I Feel Pretty

 

starstarhalf

 


Amy Schumer mounts her familiar soapbox on female (im)perfection in an improbable but periodically amusing sitcom.

 

I Feel Pretty

Amy through the looking-glass: Ms Schumer with Sasheer Zamata 

 

Basically, Renee Bennett (Amy Schumer) is in the wrong job. Stuck in a basement office in New York’s Chinatown, she works the “web traffic” for a high-end cosmetic empire. Staring at the beautiful and the lean all day long, her self-image is incrementally declining, if that’s possible. Then, at the gym, her exercise bike collapses under her weight and she suffers a nasty blow to the head. When she comes to, her perception of herself has been radically transformed: what she now sees in the mirror is a slimline stunner. Thanks to this metamorphosis, Renee’s self-confidence takes off, as does her love life, her career and her dopamine level. Of course, it’s all an illusion…

 

Famously, Baudelaire stated that, "genius is childhood recaptured at will.” Likewise, children thrive at being themselves, with no body-issues or a need to cripple themselves in high heels. It’s a sentiment that Renee arrives at only after being dragged through a multi-helix of narrative devices – id est, beauty is really just skin-deep. Amy Schumer, who has listed “self-deprecation” as one of her interests – along with “everyday life” and sex – would seem to be the perfect actress to play Renee in this concept comedy. She is certainly fearless when it comes to flaunting her cellulite and ‘plus-sized’ body and this material is right up her street.

 

Aimed squarely at the multiplex, I Feel Pretty could have – and should have – been so much better. Unfortunately, first-time directors Abby Kohn and Marc Silverstein – working from their own script – have plumbed for all the tropes of the generic sitcom, robbing the film of any genuine emotion. Michael Andrews' score can only manipulate the viewer so far before a sinking feeling of familiarity sets in. That said, there are some effective touches. Michelle Williams – the world’s most beautiful character actress – is a hoot as Avery LeClaire, the CEO of the company Renee works for.
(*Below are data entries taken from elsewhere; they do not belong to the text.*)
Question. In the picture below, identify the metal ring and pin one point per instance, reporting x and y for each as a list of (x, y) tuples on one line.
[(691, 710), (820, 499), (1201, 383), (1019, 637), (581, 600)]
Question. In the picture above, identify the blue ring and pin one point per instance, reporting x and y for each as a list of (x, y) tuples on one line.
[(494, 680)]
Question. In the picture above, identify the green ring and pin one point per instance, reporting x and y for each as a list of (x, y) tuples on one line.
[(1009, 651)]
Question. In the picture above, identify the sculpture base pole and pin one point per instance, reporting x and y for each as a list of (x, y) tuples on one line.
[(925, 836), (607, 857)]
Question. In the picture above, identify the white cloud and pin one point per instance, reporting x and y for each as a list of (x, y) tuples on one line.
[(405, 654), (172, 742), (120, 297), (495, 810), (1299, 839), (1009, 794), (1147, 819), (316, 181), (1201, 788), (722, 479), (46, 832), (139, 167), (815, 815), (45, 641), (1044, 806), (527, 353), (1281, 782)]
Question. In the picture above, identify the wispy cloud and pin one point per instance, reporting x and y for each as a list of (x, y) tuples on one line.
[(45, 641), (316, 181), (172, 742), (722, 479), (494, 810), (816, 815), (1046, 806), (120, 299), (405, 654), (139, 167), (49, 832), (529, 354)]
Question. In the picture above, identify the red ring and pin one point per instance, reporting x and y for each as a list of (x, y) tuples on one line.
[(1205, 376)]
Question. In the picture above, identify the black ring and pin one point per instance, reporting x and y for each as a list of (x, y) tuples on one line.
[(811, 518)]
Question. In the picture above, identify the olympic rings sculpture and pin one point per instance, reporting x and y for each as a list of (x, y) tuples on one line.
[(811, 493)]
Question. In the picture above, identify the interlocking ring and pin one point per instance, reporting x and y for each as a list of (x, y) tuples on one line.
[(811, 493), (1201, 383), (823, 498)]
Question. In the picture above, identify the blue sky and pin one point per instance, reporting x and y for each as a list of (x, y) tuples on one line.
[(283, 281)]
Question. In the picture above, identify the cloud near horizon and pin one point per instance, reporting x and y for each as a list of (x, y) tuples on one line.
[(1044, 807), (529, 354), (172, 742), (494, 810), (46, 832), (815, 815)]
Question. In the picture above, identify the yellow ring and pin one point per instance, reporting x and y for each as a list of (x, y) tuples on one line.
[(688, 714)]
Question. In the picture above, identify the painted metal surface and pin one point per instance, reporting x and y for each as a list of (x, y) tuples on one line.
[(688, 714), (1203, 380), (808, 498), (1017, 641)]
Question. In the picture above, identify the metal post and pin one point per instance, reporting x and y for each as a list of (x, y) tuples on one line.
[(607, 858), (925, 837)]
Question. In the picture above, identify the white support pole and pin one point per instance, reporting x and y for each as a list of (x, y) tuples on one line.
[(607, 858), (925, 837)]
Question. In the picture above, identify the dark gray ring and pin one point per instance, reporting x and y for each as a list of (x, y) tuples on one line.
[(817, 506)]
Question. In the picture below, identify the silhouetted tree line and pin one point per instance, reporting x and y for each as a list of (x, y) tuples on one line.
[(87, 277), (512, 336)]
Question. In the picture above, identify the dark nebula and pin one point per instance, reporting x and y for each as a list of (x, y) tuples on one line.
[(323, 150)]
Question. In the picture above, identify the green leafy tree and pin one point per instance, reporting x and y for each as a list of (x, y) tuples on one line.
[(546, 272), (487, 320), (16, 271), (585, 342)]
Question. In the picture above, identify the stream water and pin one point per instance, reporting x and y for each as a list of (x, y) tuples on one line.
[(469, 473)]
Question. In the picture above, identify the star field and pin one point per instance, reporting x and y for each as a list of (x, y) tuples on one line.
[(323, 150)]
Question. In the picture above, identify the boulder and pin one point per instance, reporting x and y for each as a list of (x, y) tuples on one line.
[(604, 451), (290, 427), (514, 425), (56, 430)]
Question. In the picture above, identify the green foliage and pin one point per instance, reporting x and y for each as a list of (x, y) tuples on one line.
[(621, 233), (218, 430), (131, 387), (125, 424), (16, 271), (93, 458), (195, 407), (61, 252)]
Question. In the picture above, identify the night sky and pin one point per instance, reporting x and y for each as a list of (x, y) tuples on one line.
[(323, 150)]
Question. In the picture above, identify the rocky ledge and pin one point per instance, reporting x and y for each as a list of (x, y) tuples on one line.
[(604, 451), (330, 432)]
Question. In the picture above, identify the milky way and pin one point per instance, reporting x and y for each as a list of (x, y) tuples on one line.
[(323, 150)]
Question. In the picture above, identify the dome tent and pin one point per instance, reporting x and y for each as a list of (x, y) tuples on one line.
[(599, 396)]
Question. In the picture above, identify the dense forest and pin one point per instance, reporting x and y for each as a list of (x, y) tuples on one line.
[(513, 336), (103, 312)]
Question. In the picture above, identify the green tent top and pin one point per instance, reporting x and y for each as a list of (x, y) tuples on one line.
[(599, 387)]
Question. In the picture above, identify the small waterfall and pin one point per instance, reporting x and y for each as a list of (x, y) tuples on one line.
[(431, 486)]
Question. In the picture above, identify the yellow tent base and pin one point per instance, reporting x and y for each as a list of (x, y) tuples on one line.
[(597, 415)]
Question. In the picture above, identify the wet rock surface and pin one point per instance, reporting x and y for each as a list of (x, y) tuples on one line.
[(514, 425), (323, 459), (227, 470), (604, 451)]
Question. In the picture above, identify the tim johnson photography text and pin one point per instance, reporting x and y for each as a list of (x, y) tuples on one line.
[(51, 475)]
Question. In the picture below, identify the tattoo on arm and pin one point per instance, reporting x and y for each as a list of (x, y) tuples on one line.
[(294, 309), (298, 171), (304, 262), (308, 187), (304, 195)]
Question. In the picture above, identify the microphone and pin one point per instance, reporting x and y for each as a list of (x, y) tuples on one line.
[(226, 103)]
Avery is a knockout with her own insecurities, not least concerns about her voice, an octave below the helium level. Schumer is also very funny, although she fails to convince in her more dramatic scenes, disengaging the audience from the heart of the film. The story is also rather too predictable, not to say improbable, and might have worked better as a black comedy tackling mental psychosis.

 

JAMES CAMERON-WILSON

 

Cast: Amy Schumer, Michelle Williams, Rory Scovel, Emily Ratajkowski, Busy Philipps, Aidy Bryant, Naomi Campbell, Lauren Hutton, Tom Hopper, Sasheer Zamata, Adrian Martinez, Dave Attell, Caroline Day.

 

Dir Abby Kohn and Marc Silverstein, Pro Nicolas Chartier, McG, Alissa Phillips, Dominic Rustam, Amy Schumer and Mary Viola, Screenplay Abby Kohn and Marc Silverstein, Ph Florian Ballhaus, Pro Des William O. Hunter, Ed Tia Nolan, Music Michael Andrews, Costumes Debra McGuire.

 

Voltage Pictures/Wonderland Sound and Vision-STX International.

110 mins. USA/China. 2018. Rel: 4 May 2018. Cert. 12A.